Adrian Graham binarydinosaurs at gmail.com
Tue Jan 17 10:38:02 CST 2017


On 17 January 2017 at 02:14, allison <ajp166 at verizon.net> wrote:

>
> <http://bitsavers.informatik.uni-stuttgart.de/pdf/intel/MCS80/MCS80_85_Users_Manual_Jan83.pdf>
>
> That's the later 1983 version but its the book you want.
>

Thanks, that was some light reading over lunchtime.

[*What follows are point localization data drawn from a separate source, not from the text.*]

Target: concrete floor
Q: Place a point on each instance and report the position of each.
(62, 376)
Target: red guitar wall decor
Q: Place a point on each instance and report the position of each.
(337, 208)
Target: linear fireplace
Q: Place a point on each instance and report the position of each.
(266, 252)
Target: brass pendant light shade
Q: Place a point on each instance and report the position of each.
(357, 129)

The descriptions of the
interfacing helped a lot so tonight I need to finish tracing out the
SAA5070 LUCY circuit and the non data bus lines going to the keyboard
because I've not found anything that (I'm guessing) should interrupt the
CPU to say there's been keyboard activity.

> On the tape drive controller board are a pair of very messy 25V caps that
I

> > thought had rotted because of damp - the tape transport itself is
> probably
> > beyond saving through rust - but could they have exploded I wonder.
> >
> Likely history but if the parts move and the head is ok then clean it
> really well replace the caps and try.
>

The transport motors move fine but the head unit itself is badly rusted
around the edges. I also don't know what capacitance the ex-caps are since
they're that badly damaged but that's info I can hopefully get from the
other unit since that one isn't damaged internally but is equally dead.


> >> in that system working to this day (along with a 8085A subprocessor).
> > Strewth, that's some troubleshooting effort!
>
> I had bought the Netronics explorer 8085 just before that bolt.  That
> gave me
> a S100 chassis that would run even bad cards (think SDK85 with S100 bus
> interface).
>

Just googled it, that must've been expnsive when it was new!


> The turned pin are heavy and will stand that.... the copper under them
> or leading to them may be gone
>

I tested the sockets by resting the board on a sponge wrapped in tin foil
connected to one lead of my DMM.


> FYI vinegar or lemon juice will neutralize it, the battery (likely nicd)
> is alkaline.
> Rinse with water and dry.
>

Oh yes, that was the first thing I did when I removed the battery :)


> You can always inject a really slow processor clock, isn't rated for it
> but it does
> run down to less than 1khz. You can then watch signal with a bunch of leds.
>

I bought a test clip so I can watch every line with a logic analyser. It's
proved to be a useful investment!

Cheers,
-- 
adrian/witchy
Owner of Binary Dinosaurs, the UK's biggest home computer collection?